Now and then I need to clear out those saved entries from by Bloglines RSS feed. Welcome to my scrapbook...
Two of my favorite bloggers have lately taken to commenting on the size of their blogs. Personally, I think this is unbecoming and invites Freudian-like speculation about what these gentlemen may be compensating for. Big cars, big boats, wives with big, big... hairdos, big antlers, and now big blogs. Guys!
A more interesting question than "so just how big IS my blog audience" is "so just what percent of educators actually read blogs?" One can have a number one education blog but if fewer than 5% of all educators read blogs (my guess), so what?
David Warlick at the 2 Cents Worth blog challenges librarians to share their 30 second elevator speech about why schools need them. Mr. Warlick has become a genuine advocate for school librarians lately (I like to think after visiting our MEMO library conference here). Shoot a message his way to say thanks.
"My job is to make sure all students have the information, technology and critical thinking skills they will need to thrive in a post industrial world, and that they don't just know how to learn, but love to learn."
That would be mine. Today anyway.
bLaugh - the (un)Official Comic of the Blogosphere is clever in a nerdy sort of way. Feel guilty about spending too much time online if you get the jokes.
I've really been enjoying Pete Reilly's Ed Tech Journeys - probably because I can identify with many of the same issues he writes about as a tech director. Always insightful. Add it to your aggregator.
Librarians, if you are not reading Rob Darrow's California Dreamin', you're missing out.
Need photos of old technology? Check this at Kathy Schrock's blog. (I'll start writing the name out when she makes it easier to spell.) The rate of change graph on John Pederson's pedersondesigns is a keeper.
Interesting entries that talk about ISTE's adventures into Second Life: by Minnesota's Tim Wilson at The Savvy Technologist; by Singapore's Jeff Utecht's The Thinking Stick; and by Australian librarian Judy O'Connell's HeyJude. The owner of Thinking Out Loud chimes in too. A bit mixed, but generally positive reactions. Of course after the LWW reads Joel Stein's (very funny) "My So Called Second Life" column, that environment may no longer be an option for me.
I first encountered Seth Godin's ideas when writing a talk about marketing and stumbling across his concept of The Purple Cow (What is it about your business that makes it stand out from all the other businesses?) For some reason it has taken me forever to find and start reading his Seth's Blog. He probably has more original ideas in a week than I'll have in my lifetime. Pop, pop, pop.

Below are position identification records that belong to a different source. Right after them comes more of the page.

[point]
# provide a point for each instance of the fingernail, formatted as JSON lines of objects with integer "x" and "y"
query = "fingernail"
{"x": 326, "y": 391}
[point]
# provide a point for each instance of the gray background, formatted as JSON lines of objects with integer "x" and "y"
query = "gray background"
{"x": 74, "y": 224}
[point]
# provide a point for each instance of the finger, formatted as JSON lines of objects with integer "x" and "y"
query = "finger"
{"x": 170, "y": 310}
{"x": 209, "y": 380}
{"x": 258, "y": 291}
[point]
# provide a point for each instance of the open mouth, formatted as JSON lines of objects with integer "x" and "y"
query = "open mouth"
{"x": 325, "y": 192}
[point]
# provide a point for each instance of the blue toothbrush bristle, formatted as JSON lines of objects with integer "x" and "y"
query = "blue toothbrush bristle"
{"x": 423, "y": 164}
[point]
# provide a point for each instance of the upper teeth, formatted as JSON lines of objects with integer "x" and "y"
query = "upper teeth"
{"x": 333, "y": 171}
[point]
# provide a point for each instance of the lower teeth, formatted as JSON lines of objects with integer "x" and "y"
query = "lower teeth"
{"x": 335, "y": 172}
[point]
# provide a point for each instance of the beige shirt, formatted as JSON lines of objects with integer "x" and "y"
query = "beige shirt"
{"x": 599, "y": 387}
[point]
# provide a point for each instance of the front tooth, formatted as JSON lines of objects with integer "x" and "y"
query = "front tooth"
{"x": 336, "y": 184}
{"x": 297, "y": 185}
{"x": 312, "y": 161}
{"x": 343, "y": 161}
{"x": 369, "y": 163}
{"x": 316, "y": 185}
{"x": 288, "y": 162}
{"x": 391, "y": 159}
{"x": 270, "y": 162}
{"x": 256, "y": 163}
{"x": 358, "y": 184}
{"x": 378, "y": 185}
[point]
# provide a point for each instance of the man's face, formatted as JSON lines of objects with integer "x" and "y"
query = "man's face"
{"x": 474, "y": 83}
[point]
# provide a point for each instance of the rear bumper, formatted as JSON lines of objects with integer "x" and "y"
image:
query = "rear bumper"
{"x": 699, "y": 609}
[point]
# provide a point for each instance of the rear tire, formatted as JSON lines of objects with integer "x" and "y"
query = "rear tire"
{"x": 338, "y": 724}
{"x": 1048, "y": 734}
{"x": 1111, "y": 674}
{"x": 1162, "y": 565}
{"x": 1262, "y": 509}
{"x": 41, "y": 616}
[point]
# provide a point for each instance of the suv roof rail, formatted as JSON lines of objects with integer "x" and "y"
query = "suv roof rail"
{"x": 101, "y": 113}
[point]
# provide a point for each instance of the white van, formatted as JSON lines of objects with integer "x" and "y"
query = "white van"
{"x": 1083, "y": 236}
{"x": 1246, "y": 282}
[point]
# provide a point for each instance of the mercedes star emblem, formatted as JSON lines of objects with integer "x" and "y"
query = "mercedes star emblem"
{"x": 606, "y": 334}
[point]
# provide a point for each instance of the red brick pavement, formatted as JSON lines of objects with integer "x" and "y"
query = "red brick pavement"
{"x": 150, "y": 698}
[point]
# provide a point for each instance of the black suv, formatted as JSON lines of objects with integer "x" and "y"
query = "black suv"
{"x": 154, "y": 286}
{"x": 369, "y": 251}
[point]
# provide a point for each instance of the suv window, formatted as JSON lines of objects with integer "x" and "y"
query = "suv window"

I liked one of his recent entries, Levels of Effort. (He asks that people not blog about the entry, but puts it on his blog?) He lists four levels of marketing effort, ending with "No (Apparent) Effort." I had always thought I was just too lazy to actually market my speaking, writing and consulting services. As it turns out, it's just a "zen" thing. Of course it's easier to look nonchalant about getting such work when it is mostly beer money, not the mortgage payment.